The report outlined how increased digitalisation or misuse of data may lead to personalised price discrimination which could see the harm to vulnerable customers increase and that one in three consumers who pay high prices show at least one characteristic of vulnerability.
The FCA found that consumers with specific needs are finding barriers to insurance products, especially when using online mass market distribution channels. Its Financial Lives Survey found that 46% of UK adults report low knowledge about financial matters, and the FCA is seeing long distribution chains and weak product oversight by firms leading to poor customer value.
“Some cancer survivors report facing a ‘lifetime penalty’ of expensive travel insurance,” according to the report “and about three million people with disabilities have been denied insurance or charged extra because of their condition, affecting long-term illness, critical illness, income protection, life and travel insurance.”

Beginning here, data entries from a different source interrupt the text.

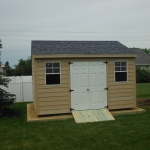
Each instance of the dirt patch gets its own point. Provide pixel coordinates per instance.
(143, 102)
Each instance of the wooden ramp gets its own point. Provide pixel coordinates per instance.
(83, 116)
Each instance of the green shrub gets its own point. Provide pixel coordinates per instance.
(142, 75)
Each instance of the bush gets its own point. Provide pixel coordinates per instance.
(142, 75)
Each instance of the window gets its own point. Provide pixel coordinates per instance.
(120, 71)
(52, 73)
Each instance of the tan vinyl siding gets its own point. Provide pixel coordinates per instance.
(121, 94)
(53, 99)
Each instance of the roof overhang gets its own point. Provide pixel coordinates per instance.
(143, 64)
(83, 55)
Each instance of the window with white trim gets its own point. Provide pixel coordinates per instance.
(52, 71)
(120, 71)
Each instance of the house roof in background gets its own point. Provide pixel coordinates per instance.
(79, 47)
(142, 58)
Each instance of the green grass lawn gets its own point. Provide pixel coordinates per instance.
(125, 133)
(143, 90)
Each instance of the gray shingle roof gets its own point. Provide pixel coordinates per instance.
(79, 47)
(142, 58)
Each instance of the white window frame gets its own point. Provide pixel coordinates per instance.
(53, 73)
(120, 71)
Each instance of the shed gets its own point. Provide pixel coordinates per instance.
(82, 75)
(142, 59)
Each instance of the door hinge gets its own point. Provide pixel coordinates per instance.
(71, 109)
(70, 90)
(106, 88)
(105, 62)
(70, 63)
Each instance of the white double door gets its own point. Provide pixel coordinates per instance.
(88, 83)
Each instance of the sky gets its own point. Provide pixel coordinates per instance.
(21, 21)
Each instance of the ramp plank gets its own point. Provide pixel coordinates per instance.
(83, 116)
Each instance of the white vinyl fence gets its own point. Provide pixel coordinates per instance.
(21, 86)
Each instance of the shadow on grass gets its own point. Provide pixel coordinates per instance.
(16, 110)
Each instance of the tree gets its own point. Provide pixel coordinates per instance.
(146, 51)
(6, 99)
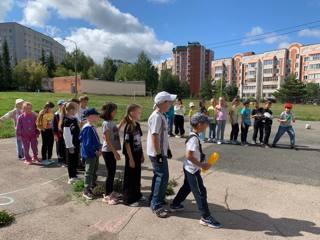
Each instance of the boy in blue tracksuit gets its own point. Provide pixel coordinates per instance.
(90, 151)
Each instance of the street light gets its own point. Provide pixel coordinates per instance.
(75, 64)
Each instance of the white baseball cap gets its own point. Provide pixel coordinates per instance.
(163, 97)
(19, 100)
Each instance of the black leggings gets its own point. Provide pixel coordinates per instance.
(111, 164)
(47, 144)
(179, 125)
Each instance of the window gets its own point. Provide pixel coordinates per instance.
(267, 62)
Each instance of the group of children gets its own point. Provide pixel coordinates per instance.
(241, 119)
(73, 129)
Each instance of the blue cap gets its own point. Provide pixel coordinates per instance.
(90, 111)
(61, 101)
(199, 118)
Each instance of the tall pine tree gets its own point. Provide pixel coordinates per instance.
(6, 67)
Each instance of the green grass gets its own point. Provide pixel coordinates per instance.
(302, 112)
(6, 218)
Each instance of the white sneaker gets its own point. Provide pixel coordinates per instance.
(72, 180)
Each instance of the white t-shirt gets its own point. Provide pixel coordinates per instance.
(157, 124)
(193, 146)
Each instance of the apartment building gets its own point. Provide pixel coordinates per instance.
(25, 43)
(192, 63)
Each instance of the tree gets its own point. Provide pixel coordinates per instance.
(146, 72)
(291, 91)
(313, 91)
(29, 74)
(51, 66)
(206, 90)
(169, 82)
(125, 72)
(231, 91)
(109, 70)
(95, 72)
(6, 68)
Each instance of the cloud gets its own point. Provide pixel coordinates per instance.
(257, 35)
(309, 33)
(113, 33)
(5, 6)
(99, 44)
(283, 44)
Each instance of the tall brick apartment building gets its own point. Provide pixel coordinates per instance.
(192, 63)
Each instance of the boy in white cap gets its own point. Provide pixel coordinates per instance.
(158, 151)
(14, 114)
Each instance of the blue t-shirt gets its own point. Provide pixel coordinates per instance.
(246, 113)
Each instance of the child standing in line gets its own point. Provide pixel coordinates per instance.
(203, 110)
(192, 166)
(222, 112)
(257, 115)
(132, 150)
(267, 123)
(90, 151)
(179, 111)
(234, 120)
(83, 106)
(14, 114)
(28, 133)
(45, 125)
(245, 122)
(170, 119)
(192, 111)
(71, 130)
(286, 119)
(58, 135)
(212, 119)
(110, 148)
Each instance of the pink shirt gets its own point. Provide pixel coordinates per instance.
(222, 112)
(26, 126)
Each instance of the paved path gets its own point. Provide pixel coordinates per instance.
(256, 194)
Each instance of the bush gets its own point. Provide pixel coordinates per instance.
(6, 218)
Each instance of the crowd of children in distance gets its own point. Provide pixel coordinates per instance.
(240, 119)
(73, 129)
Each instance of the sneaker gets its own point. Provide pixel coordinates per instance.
(135, 204)
(72, 180)
(177, 208)
(87, 195)
(160, 212)
(210, 222)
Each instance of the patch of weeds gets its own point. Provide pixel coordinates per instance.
(6, 218)
(98, 190)
(78, 186)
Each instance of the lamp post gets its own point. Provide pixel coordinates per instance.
(75, 65)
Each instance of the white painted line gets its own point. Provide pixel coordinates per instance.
(32, 186)
(9, 200)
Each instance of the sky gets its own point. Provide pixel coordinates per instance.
(121, 29)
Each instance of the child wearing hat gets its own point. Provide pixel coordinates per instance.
(90, 151)
(58, 134)
(14, 114)
(158, 151)
(286, 119)
(192, 166)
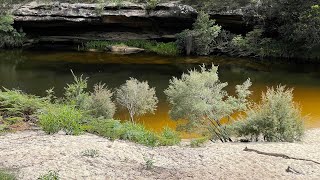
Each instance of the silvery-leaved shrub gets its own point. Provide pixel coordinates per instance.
(199, 97)
(276, 118)
(75, 93)
(137, 97)
(101, 104)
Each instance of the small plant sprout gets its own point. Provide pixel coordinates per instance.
(90, 153)
(149, 163)
(137, 97)
(51, 175)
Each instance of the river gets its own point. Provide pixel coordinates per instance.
(35, 71)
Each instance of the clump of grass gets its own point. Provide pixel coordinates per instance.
(51, 175)
(90, 153)
(169, 137)
(198, 142)
(114, 129)
(61, 117)
(4, 175)
(16, 103)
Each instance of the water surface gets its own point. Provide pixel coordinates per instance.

The FCA has consulted on introducing a new ‘signposting’ rule for firms to give consumers details of a directory of travel insurance firms that are willing and able to cover consumers with more serious preexisting medical conditions.
Misuse of customer data can be of particular harm to vulnerable consumers and can compromise the wider social benefits of insurance, according to the FCA, which outlined the ethical considerations around consumers consenting to sharing their data with firms and their ability to negotiate what is shared and what they get in return.
The FCA also warned that increased use of data is leading to personalised risk modelling and pricing, which reduces risk-pooling across customer groups which can have implications for harm that falls outside its regulatory remit. Where this happens, the FCA has said it will clarify publicly why it falls outside its remit.
Non-financial misconduct in the London Market poses a threat to market integrity, according to the FCA, with publicised cases of poor non-financial conduct, including cases of bullying and harassment in the London Market, posing harm to market integrity. The FCA stated that the drivers of poor conduct may include remuneration and other incentives and a lack of diversity.
Meanwhile, 71% of insurance professionals believe that culture needs to change, according to the report, which noted that the incidences of non-financial misconduct raise concerns regarding whether the broader culture in the London Market is able to proactively identify poor financial conduct leading to other harm, such as managing conflicts of interest.
“Some senior executives in the London Market have criticised the culture and short-term strategies in parts of the market,” stated the report. “These could slow the implementation of more efficient and innovative business models.”
Technology developments within the sector are creating both opportunities and challenges, according to the FCA as insurance is becoming more bespoke and being promoted as a service instead of a product and 75% of new motor policies are now arranged online.
The FCA detailed how the increasing use of customer data is enabling firms to use more personal and diverse data for algorithmic pricing and risk modelling through artificial intelligence and machine learning but is also increasing the scope for price discrimination. In personal lines, new technologies are improving customer experience in processes for applying and handling claims, the report found, but there is still uncertainty over whether digital solutions will be able to reach all consumer groups or just the tech-savvy.
With over $1 billion invested in UK insurtechs over 2018, up from $792 million in 2017, the report detailed that the UK is in a good place for insurtech investment with UK insurtechs accounting for a sixth of global insurtech deals.